# Umbrella stroller



## Fin (Jul 7, 2017)

I'll be traveling with my grandson to Orlando from 30th Street station on the Silver Star, will I be able to check the stroller as baggage or will they make me take it in my Roomette?


----------



## ehbowen (Jul 7, 2017)

Strollers may be checked as baggage where service is available, and both Philadelphia 30th St. and Orlando offer checked baggage service.


----------



## BCL (Jul 7, 2017)

Fin said:


> I'll be traveling with my grandson to Orlando from 30th Street station on the Silver Star, will I be able to check the stroller as baggage or will they make me take it in my Roomette?

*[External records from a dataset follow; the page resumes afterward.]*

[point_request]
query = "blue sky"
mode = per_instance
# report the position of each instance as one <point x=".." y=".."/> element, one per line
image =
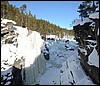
<point x="60" y="13"/>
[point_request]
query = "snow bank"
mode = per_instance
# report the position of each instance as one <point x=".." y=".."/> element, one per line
<point x="94" y="15"/>
<point x="4" y="21"/>
<point x="93" y="58"/>
<point x="79" y="21"/>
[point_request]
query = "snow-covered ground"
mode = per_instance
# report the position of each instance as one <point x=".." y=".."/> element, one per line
<point x="63" y="67"/>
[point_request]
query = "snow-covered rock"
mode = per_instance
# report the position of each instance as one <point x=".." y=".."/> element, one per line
<point x="4" y="21"/>
<point x="94" y="15"/>
<point x="93" y="58"/>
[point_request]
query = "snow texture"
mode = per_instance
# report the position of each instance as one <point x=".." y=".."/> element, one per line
<point x="4" y="21"/>
<point x="80" y="22"/>
<point x="94" y="58"/>
<point x="94" y="15"/>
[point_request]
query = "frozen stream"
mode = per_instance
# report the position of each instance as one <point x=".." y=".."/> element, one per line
<point x="63" y="67"/>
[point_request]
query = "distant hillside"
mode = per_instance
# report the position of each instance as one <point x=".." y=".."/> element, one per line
<point x="26" y="19"/>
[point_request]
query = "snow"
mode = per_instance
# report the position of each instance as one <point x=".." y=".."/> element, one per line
<point x="4" y="21"/>
<point x="93" y="41"/>
<point x="83" y="50"/>
<point x="2" y="25"/>
<point x="93" y="58"/>
<point x="97" y="9"/>
<point x="98" y="32"/>
<point x="62" y="65"/>
<point x="94" y="15"/>
<point x="8" y="83"/>
<point x="79" y="21"/>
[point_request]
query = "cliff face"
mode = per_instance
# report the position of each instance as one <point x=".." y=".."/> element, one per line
<point x="21" y="57"/>
<point x="87" y="35"/>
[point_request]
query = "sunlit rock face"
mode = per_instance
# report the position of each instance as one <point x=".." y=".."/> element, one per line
<point x="29" y="46"/>
<point x="21" y="44"/>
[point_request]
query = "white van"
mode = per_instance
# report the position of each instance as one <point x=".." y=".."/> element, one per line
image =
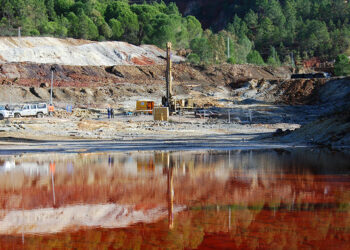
<point x="34" y="109"/>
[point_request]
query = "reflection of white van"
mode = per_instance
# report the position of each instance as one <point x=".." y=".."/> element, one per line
<point x="35" y="109"/>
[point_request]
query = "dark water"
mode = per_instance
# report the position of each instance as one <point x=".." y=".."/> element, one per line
<point x="266" y="199"/>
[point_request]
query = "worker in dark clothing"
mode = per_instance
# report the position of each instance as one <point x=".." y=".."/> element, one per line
<point x="112" y="113"/>
<point x="109" y="112"/>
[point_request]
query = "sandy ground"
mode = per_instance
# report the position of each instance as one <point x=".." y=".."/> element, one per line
<point x="93" y="131"/>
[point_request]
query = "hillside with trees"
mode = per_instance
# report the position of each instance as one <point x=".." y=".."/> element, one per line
<point x="257" y="31"/>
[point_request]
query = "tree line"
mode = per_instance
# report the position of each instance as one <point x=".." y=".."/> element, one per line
<point x="259" y="31"/>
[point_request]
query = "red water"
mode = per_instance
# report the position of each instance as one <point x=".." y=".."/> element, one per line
<point x="228" y="200"/>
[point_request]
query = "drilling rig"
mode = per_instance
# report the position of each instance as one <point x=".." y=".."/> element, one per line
<point x="168" y="100"/>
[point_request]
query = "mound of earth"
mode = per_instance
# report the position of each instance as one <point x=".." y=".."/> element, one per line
<point x="50" y="50"/>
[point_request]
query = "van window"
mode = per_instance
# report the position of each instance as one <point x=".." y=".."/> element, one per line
<point x="41" y="106"/>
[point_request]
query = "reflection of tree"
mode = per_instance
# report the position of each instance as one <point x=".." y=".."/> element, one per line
<point x="250" y="229"/>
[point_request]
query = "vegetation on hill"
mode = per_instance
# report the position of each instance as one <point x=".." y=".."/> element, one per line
<point x="259" y="31"/>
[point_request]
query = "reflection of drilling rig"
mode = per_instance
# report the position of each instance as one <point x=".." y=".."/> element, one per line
<point x="167" y="100"/>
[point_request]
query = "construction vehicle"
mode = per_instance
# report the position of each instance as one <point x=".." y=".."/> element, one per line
<point x="144" y="107"/>
<point x="169" y="100"/>
<point x="34" y="109"/>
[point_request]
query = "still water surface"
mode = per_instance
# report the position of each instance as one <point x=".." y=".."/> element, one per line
<point x="276" y="199"/>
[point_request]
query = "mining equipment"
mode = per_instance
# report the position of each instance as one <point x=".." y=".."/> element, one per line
<point x="145" y="107"/>
<point x="169" y="100"/>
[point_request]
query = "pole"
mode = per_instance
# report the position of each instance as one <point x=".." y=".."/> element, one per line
<point x="168" y="75"/>
<point x="51" y="87"/>
<point x="53" y="188"/>
<point x="228" y="47"/>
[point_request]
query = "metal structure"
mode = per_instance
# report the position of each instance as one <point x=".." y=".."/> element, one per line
<point x="167" y="100"/>
<point x="52" y="70"/>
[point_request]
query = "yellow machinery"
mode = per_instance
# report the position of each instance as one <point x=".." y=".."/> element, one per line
<point x="145" y="107"/>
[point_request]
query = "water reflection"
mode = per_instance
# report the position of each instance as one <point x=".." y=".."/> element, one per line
<point x="207" y="199"/>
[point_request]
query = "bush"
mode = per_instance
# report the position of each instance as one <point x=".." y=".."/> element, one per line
<point x="254" y="57"/>
<point x="193" y="58"/>
<point x="342" y="65"/>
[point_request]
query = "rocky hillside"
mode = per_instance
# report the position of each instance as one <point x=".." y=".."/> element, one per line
<point x="78" y="52"/>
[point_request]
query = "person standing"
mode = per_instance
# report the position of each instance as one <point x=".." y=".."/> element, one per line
<point x="109" y="113"/>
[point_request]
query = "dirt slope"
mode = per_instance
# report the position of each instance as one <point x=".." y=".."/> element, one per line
<point x="78" y="52"/>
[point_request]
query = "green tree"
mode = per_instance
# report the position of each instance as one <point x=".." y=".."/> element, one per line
<point x="120" y="10"/>
<point x="202" y="48"/>
<point x="342" y="65"/>
<point x="254" y="57"/>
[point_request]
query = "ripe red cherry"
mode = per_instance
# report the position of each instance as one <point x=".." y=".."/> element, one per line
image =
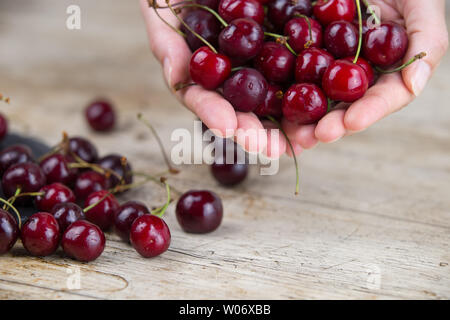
<point x="40" y="234"/>
<point x="341" y="39"/>
<point x="3" y="126"/>
<point x="56" y="169"/>
<point x="150" y="235"/>
<point x="230" y="10"/>
<point x="199" y="211"/>
<point x="84" y="149"/>
<point x="209" y="69"/>
<point x="100" y="115"/>
<point x="297" y="30"/>
<point x="271" y="106"/>
<point x="66" y="214"/>
<point x="83" y="241"/>
<point x="242" y="40"/>
<point x="14" y="154"/>
<point x="311" y="65"/>
<point x="26" y="176"/>
<point x="54" y="194"/>
<point x="114" y="162"/>
<point x="89" y="182"/>
<point x="363" y="63"/>
<point x="345" y="81"/>
<point x="102" y="214"/>
<point x="385" y="45"/>
<point x="275" y="62"/>
<point x="245" y="90"/>
<point x="304" y="104"/>
<point x="9" y="231"/>
<point x="280" y="11"/>
<point x="125" y="216"/>
<point x="328" y="11"/>
<point x="205" y="24"/>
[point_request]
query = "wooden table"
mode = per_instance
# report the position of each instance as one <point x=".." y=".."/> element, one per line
<point x="372" y="220"/>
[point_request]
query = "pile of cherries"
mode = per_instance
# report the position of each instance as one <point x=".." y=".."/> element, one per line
<point x="292" y="59"/>
<point x="73" y="191"/>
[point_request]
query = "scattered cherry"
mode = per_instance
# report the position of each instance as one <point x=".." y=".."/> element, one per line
<point x="199" y="211"/>
<point x="54" y="194"/>
<point x="101" y="214"/>
<point x="83" y="241"/>
<point x="150" y="235"/>
<point x="304" y="104"/>
<point x="125" y="216"/>
<point x="66" y="214"/>
<point x="40" y="234"/>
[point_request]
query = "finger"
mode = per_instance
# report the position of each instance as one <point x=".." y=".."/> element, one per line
<point x="250" y="133"/>
<point x="427" y="32"/>
<point x="389" y="95"/>
<point x="300" y="135"/>
<point x="214" y="111"/>
<point x="276" y="142"/>
<point x="331" y="127"/>
<point x="168" y="47"/>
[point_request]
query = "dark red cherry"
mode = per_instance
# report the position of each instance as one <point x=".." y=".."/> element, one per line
<point x="275" y="62"/>
<point x="125" y="216"/>
<point x="203" y="23"/>
<point x="56" y="169"/>
<point x="83" y="241"/>
<point x="345" y="81"/>
<point x="9" y="231"/>
<point x="385" y="45"/>
<point x="14" y="154"/>
<point x="328" y="11"/>
<point x="199" y="211"/>
<point x="209" y="69"/>
<point x="83" y="149"/>
<point x="230" y="10"/>
<point x="89" y="182"/>
<point x="311" y="65"/>
<point x="122" y="169"/>
<point x="66" y="214"/>
<point x="280" y="11"/>
<point x="3" y="126"/>
<point x="363" y="63"/>
<point x="101" y="115"/>
<point x="103" y="213"/>
<point x="54" y="194"/>
<point x="242" y="40"/>
<point x="150" y="235"/>
<point x="298" y="32"/>
<point x="341" y="39"/>
<point x="40" y="234"/>
<point x="245" y="90"/>
<point x="304" y="104"/>
<point x="26" y="176"/>
<point x="271" y="106"/>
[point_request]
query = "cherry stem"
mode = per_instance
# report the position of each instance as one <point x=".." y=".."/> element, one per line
<point x="161" y="146"/>
<point x="282" y="40"/>
<point x="358" y="52"/>
<point x="403" y="66"/>
<point x="297" y="182"/>
<point x="6" y="203"/>
<point x="190" y="29"/>
<point x="308" y="43"/>
<point x="369" y="6"/>
<point x="154" y="5"/>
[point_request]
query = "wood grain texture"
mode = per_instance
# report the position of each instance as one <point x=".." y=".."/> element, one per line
<point x="372" y="220"/>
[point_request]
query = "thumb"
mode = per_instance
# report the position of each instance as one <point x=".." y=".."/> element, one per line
<point x="427" y="32"/>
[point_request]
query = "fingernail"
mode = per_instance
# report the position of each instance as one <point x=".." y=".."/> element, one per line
<point x="421" y="76"/>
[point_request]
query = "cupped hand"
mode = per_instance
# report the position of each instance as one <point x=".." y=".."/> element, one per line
<point x="427" y="32"/>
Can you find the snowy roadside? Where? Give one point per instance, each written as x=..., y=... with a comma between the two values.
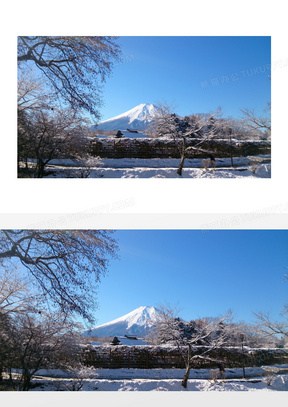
x=243, y=167
x=265, y=378
x=263, y=171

You can choose either. If you really want to check it in, it will count against your baggage limit. I can't really find anything concrete saying it, but I believe that only a paying passenger is entitled to any check-in baggage allowance. So if your grandson is under 2, I don't believe that you'll get a baggage allowance for him. I'm sure that a child on a half fare is allowed the full baggage allowance.

If you bring it onboard, a stroller is considered a baby item and doesn't count towards your carry-on allowance. There's kind of a gray area there if it's for a free infant or for a paying child, but I'm pretty sure they'll let you bring it onboard, even if it's over the carry on size limits. I brought a larger folding stroller for my then 2 year old, and it was just stashed in a section where other larger carry on baggage was stowed. The rules theoretically state that it can only be done for an infant. It doesn't say paying or non-paying since it's possible that an infant may be required to be on a paying child fare since only one is free per accompanying adult.

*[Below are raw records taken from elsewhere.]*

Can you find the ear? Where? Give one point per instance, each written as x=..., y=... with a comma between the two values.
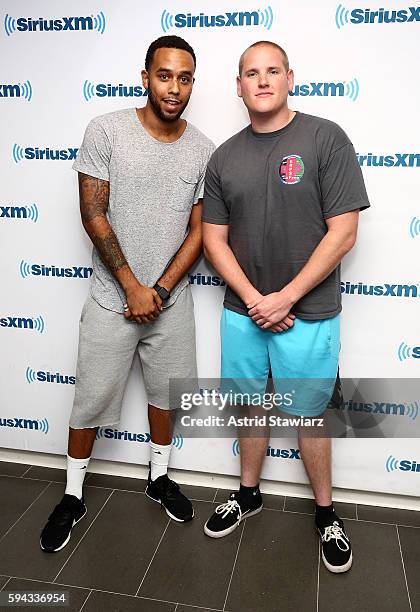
x=145, y=79
x=290, y=79
x=238, y=86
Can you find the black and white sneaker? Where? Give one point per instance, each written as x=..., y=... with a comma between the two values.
x=228, y=516
x=336, y=549
x=56, y=533
x=166, y=492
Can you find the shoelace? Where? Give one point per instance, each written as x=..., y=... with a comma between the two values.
x=228, y=507
x=336, y=532
x=168, y=487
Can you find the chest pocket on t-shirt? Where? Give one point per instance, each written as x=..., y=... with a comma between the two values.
x=183, y=193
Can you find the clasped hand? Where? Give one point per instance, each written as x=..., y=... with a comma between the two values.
x=272, y=312
x=143, y=305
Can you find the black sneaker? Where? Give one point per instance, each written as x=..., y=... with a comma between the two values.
x=227, y=517
x=336, y=549
x=63, y=518
x=166, y=492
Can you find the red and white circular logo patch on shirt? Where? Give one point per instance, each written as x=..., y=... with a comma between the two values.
x=291, y=169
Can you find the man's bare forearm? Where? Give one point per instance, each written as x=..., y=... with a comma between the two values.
x=94, y=200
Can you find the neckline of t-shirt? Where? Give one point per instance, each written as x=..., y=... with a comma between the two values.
x=141, y=127
x=281, y=131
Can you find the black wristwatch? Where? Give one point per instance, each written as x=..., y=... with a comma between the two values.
x=163, y=293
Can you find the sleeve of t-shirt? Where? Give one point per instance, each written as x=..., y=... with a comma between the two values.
x=95, y=153
x=342, y=185
x=214, y=210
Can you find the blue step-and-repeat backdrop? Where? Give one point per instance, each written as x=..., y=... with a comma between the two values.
x=64, y=63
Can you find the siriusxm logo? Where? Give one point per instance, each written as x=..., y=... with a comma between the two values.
x=348, y=89
x=407, y=352
x=40, y=425
x=263, y=18
x=395, y=160
x=36, y=323
x=29, y=211
x=17, y=90
x=368, y=16
x=414, y=227
x=409, y=410
x=63, y=24
x=19, y=153
x=277, y=453
x=27, y=269
x=107, y=90
x=406, y=465
x=41, y=376
x=128, y=436
x=206, y=279
x=384, y=290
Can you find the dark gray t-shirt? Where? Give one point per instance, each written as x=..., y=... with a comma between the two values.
x=275, y=191
x=153, y=186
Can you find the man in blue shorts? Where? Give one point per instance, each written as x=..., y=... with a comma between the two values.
x=281, y=207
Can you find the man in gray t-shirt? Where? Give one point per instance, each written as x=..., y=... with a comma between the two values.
x=141, y=179
x=281, y=207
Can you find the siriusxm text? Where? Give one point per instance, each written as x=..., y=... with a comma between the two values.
x=27, y=24
x=396, y=160
x=73, y=272
x=367, y=16
x=384, y=290
x=20, y=423
x=50, y=154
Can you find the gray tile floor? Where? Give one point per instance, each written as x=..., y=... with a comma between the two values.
x=127, y=555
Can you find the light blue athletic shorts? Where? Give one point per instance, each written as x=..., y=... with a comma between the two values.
x=303, y=361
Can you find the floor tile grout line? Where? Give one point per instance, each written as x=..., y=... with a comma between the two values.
x=88, y=595
x=317, y=582
x=75, y=586
x=23, y=514
x=6, y=583
x=26, y=471
x=402, y=561
x=234, y=565
x=83, y=536
x=153, y=556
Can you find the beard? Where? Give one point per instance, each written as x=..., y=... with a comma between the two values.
x=159, y=112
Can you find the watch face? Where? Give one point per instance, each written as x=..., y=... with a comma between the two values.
x=162, y=292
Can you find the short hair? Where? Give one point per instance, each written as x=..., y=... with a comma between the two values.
x=167, y=42
x=264, y=42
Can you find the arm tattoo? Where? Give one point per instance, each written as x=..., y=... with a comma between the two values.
x=110, y=251
x=94, y=199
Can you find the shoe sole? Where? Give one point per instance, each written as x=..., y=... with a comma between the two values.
x=67, y=540
x=222, y=534
x=174, y=518
x=338, y=569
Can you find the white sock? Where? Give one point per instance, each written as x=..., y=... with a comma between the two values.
x=159, y=459
x=76, y=471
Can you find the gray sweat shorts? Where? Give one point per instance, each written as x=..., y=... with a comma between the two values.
x=107, y=344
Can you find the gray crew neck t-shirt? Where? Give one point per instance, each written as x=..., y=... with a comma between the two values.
x=153, y=186
x=275, y=191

https://www.amtrak.com/baggage-guidelines-booking

Infant Items

Passengers traveling with infants under the age of two may bring an additional infant item onboard (strollers, diaper bags), which does not count towards the carry-on baggage or personal item limit.


----------



## Lonestar648 (Jul 16, 2017)

If you take it aboard, the good SCA somehow finds a place to store the baby item not in your room. If he or she does, make sure to show your appreciation.


----------